After Tad Boyle’s team started conference play 2-0 and appeared to be well on the way to racing past last year’s dismal 3-17 record, the Buffaloes have now lost four straight.

The CU Events Center was rocking on Tuesday, partly with Jayhawks fans, but mostly with CU faithful as Buff Nation was hoping for the program’s first win since Dec. 2013 over the team from Lawrence. 

That was back in the Buffs’ Pac-12 days. They haven’t beaten KU as Big 12 foes since 2003.

Now that the two are conference foes once again, it’s been much of the same treatment from big brother to little brother as the Jayhawks have won the first three meetings since CU rejoined the Big 12 in 2024.

This one felt awfully familiar to KU’s last trip to Boulder last winter. The scrappy Buffs hung in it and had chances to seize momentum, especially in the second half when both teams were struggling offensively. But the run Boyle’s team was searching for never really arrived. 

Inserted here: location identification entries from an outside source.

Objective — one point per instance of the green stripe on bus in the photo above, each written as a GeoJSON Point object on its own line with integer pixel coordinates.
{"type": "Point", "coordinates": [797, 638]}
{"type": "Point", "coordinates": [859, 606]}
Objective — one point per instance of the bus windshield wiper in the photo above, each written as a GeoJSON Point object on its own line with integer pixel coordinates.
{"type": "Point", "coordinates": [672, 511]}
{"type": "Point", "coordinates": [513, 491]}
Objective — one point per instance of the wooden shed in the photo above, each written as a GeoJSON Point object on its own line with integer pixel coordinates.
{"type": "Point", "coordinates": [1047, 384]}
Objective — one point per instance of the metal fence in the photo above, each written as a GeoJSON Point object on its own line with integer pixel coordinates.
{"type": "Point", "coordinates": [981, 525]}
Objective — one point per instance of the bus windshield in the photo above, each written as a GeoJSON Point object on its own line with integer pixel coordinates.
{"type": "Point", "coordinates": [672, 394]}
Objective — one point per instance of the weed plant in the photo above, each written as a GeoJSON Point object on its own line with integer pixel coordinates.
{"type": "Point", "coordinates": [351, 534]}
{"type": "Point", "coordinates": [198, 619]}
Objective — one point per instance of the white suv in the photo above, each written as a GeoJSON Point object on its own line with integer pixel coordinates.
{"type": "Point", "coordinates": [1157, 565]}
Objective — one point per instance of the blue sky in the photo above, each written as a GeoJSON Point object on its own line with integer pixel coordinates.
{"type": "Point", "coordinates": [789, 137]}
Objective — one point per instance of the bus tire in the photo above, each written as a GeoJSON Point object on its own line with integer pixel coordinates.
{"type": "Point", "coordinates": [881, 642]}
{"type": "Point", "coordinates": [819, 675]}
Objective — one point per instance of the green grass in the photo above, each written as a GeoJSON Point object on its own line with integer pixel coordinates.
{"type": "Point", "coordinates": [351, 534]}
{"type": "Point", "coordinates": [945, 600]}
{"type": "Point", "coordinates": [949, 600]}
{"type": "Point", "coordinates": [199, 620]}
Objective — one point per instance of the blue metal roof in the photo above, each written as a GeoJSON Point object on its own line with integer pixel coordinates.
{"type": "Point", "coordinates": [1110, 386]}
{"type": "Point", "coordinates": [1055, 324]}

The Buffs didn’t help themselves, even after that controversial stretch. They couldn’t buy a bucket late and after star freshman Darryn Peterson banked in a 3-pointer to give the Jayhawks a 69-60 lead with a little over two minutes left, that was it.

Boyle’s team finished just 25-for-70 (35.7%) from the field in the game and could never get any consistent offense going in the second half.

Freshman Isaiah Johnson had a game-high 19 points and he combined with backcourt partner Barrington Hargress to score 36 of the team’s points, but that’s not the recipe for success CU is looking for offensively.

“A lot of it was not making shots. We got some good looks. That’s all I can ask as a coach is that we’re getting good shots,” Boyle said. “We’ve got a couple of guys that are struggling individually. For this team to be as good as we can be, we can’t really rely on one or two guys. Right now, Isaiah and Barrington are really carrying the load. I don’t want to be over simplistic, but when you have open shots against teams like KU or West Virginia or Cincinnati, name the team, you better make ‘em, or at least make some of them.”

Colorado forward Alon Michaeli, left, looks to pass the ball as Kansas guard Tre White defends in the second half of an NCAA college basketball game Tuesday, Jan. 20, 2026, in Boulder, Colo. (AP Photo/David Zalubowski)

It’s been that kind of a stretch for CU.

After wins over Arizona State and Utah to begin the new year, the Buffs have now dropped four in a row, with a pair of home losses to ranked opponents bookending a disappointing 0-2 road trip out east.

Whenever the next win does come, it will still tie last year’s mark in the Big 12, but they would like it to come sooner rather than later.

“This is what we signed up for,” Hargress said. “We knew that these games were gonna be tough. We knew that this was the best league in the country. We understand that you can’t fold from tough games. I mean, just like that we could be 5-0. The same way that we just dropped (four straight), we gotta just turn around and get right back to it.”


GAME RECAP

No. 19 Kansas 75, Colorado 69

What happened: The Buffaloes (12-7, 2-4 Big 12) fell to rival Jayhawks (13-5, 4-2) for a fourth-straight time, three in a row since the program rejoined the Big 12, as KU pulled away late to win in front of about a thousand fans chanting “Rock Chalk” as the final seconds ticked off the clock.

Star of the night: Veteran point guard Melvin Council Jr. was key down the stretch for the Jayhawks — even if one of his buckets shouldn’t have counted — as he finished with a team-high 18 points on 7-for-13 shooting from the field and 2-for-4 from 3-point range to go with seven rebounds and three assists. 

Quotable: “Bill and I exchanged voicemails. He’s a great guy. A guy I consider a friend. Bill and I came into the Big 8 in 1981 together. He was a guard at Oklahoma State, I was a guard at Kansas. We finished our careers together, guarding each other all four years. We go way back. He’s a hell of a coach, obviously he’s in the Hall of Fame. A guy like that, you don’t want to see him sidelined, but he sounded good on his voicemail. Sounds like he’s doing better and I wish him a speedy recovery.”  — Boyle on KU coach Bill Self’s absence due to an illness

Up next: The Buffs remain at home for a clash against a talented Central Florida team (14-4, 3-3 Big 12) on Saturday at 1 p.m. (ESPN+).